Childhood brings with it much that is sweet and gentle, flowing on like the little Kuhbach; and yet suggests far thoughts of Time and Eternity, concerning which we are evidently to hear more before the end. The formal education he receives—that "wood and leather education"—calls forth only protest. But the development of his spirit proceeds in spite of it. So far as the passive side of character goes, he does excellently. On the active side things go not so well. Already he begins to chafe at the restraints of obedience, and the youthful spirit is beating against its bars. The stupidities of an education which only appeals to the one faculty of memory, and to that mainly by means of birch-rods, increase the rebellion, and the sense of restraint is brought to a climax when at last old Andreas dies. Then "the dark bottomless Abyss, that lies under our feet, had yawned open; the pale kingdoms of Death, with all their innumerable silent nations and generations, stood before him; the inexorable word never! now first showed its meaning."

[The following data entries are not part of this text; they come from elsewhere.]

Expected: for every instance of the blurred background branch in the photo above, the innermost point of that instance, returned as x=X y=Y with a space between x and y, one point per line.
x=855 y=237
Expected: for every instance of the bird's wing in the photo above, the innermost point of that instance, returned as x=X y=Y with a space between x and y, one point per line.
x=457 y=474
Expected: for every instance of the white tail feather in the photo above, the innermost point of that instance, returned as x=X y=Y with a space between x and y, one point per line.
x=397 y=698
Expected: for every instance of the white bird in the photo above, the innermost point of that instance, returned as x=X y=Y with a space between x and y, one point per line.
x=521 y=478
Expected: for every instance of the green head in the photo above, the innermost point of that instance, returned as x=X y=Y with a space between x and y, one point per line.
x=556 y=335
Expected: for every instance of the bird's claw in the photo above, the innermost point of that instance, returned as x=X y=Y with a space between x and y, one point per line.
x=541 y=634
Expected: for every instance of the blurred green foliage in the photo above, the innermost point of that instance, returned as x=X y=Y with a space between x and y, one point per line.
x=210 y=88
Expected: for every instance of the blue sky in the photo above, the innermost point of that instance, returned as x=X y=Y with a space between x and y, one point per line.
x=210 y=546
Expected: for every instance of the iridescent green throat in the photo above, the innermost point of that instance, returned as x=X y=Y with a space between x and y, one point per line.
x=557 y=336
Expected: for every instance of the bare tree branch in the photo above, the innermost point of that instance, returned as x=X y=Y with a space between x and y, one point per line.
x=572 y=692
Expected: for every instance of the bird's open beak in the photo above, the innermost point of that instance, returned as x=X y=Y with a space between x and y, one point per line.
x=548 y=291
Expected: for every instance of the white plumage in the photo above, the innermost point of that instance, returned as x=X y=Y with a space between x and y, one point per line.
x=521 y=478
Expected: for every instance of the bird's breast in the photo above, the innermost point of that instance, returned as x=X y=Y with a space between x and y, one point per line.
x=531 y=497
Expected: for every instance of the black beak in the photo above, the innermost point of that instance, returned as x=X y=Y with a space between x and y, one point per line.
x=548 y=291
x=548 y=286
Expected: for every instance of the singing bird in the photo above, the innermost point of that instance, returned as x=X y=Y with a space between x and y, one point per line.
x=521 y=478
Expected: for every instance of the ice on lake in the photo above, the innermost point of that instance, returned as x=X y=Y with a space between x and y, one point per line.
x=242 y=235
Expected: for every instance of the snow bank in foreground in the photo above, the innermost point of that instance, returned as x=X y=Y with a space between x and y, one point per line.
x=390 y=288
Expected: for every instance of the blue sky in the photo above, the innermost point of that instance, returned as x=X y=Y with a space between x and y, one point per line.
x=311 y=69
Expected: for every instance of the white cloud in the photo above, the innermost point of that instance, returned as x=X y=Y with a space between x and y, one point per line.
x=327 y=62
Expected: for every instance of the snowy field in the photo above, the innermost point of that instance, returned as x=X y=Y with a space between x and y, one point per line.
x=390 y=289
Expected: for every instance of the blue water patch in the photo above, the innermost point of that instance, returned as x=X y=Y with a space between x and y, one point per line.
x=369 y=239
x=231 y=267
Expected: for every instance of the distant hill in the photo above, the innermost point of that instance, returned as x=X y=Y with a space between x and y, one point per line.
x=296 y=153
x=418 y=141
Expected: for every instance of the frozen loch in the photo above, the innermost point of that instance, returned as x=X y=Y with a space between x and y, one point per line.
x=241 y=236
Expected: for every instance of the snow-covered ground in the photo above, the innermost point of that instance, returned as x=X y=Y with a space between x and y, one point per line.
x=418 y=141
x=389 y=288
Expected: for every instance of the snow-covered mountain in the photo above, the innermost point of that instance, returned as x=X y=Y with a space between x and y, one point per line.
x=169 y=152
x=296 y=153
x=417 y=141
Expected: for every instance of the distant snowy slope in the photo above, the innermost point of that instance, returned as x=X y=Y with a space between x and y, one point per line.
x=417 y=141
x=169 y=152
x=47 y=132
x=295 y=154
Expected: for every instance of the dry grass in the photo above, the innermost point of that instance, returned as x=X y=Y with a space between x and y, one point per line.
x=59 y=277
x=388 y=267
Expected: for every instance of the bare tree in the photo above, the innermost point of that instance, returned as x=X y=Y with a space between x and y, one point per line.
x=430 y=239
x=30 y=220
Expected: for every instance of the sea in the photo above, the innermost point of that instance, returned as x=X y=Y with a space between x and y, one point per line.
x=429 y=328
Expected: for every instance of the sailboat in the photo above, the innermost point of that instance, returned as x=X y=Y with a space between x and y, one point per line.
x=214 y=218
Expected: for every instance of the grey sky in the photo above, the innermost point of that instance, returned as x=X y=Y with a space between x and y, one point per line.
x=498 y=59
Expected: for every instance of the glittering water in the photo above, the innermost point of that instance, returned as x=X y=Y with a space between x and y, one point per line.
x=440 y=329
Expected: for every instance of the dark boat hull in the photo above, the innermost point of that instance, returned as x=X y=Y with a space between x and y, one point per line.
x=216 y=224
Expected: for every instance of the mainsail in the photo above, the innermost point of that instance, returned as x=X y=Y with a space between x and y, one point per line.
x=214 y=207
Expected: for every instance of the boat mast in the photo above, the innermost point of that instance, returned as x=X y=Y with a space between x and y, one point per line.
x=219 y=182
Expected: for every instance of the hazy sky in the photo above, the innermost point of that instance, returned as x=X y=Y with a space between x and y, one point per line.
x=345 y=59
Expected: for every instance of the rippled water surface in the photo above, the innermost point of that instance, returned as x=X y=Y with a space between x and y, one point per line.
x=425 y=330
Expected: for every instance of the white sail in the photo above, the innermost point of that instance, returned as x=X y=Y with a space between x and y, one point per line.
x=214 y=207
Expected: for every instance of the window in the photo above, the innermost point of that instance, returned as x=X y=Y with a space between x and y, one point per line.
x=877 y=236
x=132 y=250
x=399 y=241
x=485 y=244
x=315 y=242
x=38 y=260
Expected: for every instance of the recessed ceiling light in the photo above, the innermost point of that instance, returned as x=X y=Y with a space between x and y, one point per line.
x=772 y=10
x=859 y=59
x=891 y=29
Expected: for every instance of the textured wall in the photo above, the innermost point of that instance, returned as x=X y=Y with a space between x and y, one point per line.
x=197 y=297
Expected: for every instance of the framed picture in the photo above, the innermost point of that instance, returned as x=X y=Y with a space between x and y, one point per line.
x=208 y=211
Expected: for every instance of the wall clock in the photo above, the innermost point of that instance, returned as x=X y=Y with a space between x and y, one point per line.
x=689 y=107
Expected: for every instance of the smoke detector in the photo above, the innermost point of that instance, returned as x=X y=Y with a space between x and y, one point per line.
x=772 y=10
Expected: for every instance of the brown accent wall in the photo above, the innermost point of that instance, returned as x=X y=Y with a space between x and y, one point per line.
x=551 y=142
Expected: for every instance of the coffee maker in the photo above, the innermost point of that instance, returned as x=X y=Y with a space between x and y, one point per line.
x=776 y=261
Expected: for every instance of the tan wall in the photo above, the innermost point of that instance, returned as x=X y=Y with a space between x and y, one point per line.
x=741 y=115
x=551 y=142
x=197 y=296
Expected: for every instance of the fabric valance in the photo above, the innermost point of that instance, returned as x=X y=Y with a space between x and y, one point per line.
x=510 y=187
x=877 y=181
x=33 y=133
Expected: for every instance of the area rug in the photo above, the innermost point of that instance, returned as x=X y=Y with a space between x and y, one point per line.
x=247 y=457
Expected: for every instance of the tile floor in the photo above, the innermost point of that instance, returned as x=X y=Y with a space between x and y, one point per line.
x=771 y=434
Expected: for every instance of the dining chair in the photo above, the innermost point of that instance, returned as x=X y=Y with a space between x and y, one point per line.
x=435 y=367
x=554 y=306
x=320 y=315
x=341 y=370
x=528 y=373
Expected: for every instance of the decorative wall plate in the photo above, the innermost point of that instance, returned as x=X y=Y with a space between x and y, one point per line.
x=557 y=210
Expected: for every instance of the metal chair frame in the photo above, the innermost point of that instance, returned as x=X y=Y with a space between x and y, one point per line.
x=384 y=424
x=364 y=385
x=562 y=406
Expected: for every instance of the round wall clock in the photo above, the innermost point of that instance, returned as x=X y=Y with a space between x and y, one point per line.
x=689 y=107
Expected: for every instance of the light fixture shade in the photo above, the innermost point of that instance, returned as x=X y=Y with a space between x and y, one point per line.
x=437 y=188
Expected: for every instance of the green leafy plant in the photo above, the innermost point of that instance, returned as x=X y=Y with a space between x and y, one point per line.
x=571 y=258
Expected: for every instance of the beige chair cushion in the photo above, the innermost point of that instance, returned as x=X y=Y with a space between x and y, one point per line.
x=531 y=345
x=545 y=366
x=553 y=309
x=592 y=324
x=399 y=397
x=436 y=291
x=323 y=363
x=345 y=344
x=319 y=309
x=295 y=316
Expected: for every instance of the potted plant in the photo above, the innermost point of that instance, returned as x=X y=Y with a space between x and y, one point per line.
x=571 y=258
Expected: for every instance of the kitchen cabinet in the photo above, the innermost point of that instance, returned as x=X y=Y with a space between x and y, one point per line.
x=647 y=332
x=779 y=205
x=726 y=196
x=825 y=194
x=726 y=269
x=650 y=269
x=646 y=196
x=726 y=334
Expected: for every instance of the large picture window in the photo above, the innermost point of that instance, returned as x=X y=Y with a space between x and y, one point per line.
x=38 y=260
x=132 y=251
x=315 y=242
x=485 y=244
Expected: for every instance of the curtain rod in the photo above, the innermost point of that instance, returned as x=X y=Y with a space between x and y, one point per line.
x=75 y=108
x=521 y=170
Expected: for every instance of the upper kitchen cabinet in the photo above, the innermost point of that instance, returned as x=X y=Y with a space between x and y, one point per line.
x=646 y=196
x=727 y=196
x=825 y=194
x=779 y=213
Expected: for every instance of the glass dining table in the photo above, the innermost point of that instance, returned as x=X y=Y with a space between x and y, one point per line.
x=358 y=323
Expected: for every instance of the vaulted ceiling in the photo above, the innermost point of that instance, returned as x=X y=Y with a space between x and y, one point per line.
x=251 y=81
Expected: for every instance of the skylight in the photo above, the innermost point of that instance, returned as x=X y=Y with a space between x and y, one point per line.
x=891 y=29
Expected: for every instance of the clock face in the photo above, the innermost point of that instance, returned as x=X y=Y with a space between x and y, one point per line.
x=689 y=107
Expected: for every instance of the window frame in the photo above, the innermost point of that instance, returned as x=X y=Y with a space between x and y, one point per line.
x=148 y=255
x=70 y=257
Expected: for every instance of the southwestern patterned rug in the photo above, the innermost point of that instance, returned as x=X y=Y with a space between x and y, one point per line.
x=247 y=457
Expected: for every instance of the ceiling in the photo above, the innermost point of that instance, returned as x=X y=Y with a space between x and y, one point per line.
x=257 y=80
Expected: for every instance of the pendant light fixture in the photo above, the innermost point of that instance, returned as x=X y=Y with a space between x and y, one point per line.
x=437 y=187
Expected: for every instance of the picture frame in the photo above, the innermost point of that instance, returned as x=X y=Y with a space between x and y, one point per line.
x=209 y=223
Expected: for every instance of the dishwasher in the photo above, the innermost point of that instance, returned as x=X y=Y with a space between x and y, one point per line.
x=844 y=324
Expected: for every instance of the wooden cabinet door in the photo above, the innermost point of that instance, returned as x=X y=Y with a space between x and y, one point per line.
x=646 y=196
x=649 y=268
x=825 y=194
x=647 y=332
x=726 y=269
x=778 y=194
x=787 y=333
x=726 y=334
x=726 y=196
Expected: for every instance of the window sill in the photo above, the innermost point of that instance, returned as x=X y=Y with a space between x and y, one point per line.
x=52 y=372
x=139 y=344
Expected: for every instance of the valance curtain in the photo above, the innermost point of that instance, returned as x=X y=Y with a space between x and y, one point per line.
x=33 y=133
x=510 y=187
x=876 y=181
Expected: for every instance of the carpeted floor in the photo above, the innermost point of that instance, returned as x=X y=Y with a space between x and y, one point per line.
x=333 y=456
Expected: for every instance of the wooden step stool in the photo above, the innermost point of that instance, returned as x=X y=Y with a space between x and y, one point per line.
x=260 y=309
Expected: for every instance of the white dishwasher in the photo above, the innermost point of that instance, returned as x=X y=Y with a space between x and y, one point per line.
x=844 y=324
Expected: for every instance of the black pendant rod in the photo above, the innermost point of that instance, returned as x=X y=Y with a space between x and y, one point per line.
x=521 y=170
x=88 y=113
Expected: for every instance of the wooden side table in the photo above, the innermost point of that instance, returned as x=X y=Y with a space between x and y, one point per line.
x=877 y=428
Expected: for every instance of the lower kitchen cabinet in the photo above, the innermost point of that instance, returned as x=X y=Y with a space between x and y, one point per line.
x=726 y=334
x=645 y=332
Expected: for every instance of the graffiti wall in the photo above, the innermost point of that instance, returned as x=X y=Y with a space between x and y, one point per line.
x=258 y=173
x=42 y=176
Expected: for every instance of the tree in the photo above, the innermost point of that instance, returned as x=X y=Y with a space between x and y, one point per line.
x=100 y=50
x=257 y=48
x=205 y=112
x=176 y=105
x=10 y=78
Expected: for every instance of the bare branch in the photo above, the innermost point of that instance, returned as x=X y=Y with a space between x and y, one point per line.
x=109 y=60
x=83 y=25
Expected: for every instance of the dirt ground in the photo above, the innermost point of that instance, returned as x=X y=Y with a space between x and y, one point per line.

The youth is now ready to enter, as such a one inevitably must, upon the long and losing battle of faith and doubt. He is at the theorising stage as yet, not having learned to make anything, but only to discuss things. And yet the time is not wasted if the mind have been taught to think. For "truly a Thinking Man is the worst enemy the Prince of Darkness can have."

The immediate consequence and employment of this unripe time of half-awakened manhood is, however, unsatisfactory enough. There is much reminiscence of early Edinburgh days, with their law studies, and tutoring, and translating, in Teufelsdröckh's desultory period. The climax of it is in those scornful sentences about Aesthetic Teas, to which the hungry lion was invited, that he might feed on chickweed—well for all concerned if it did not end in his feeding on the chickens instead! It is an unwholesome time with the lad—a time of sullen contempt alternating with loud rebellion, of mingled vanity and self-indulgence, and of much sheer devilishness of temper.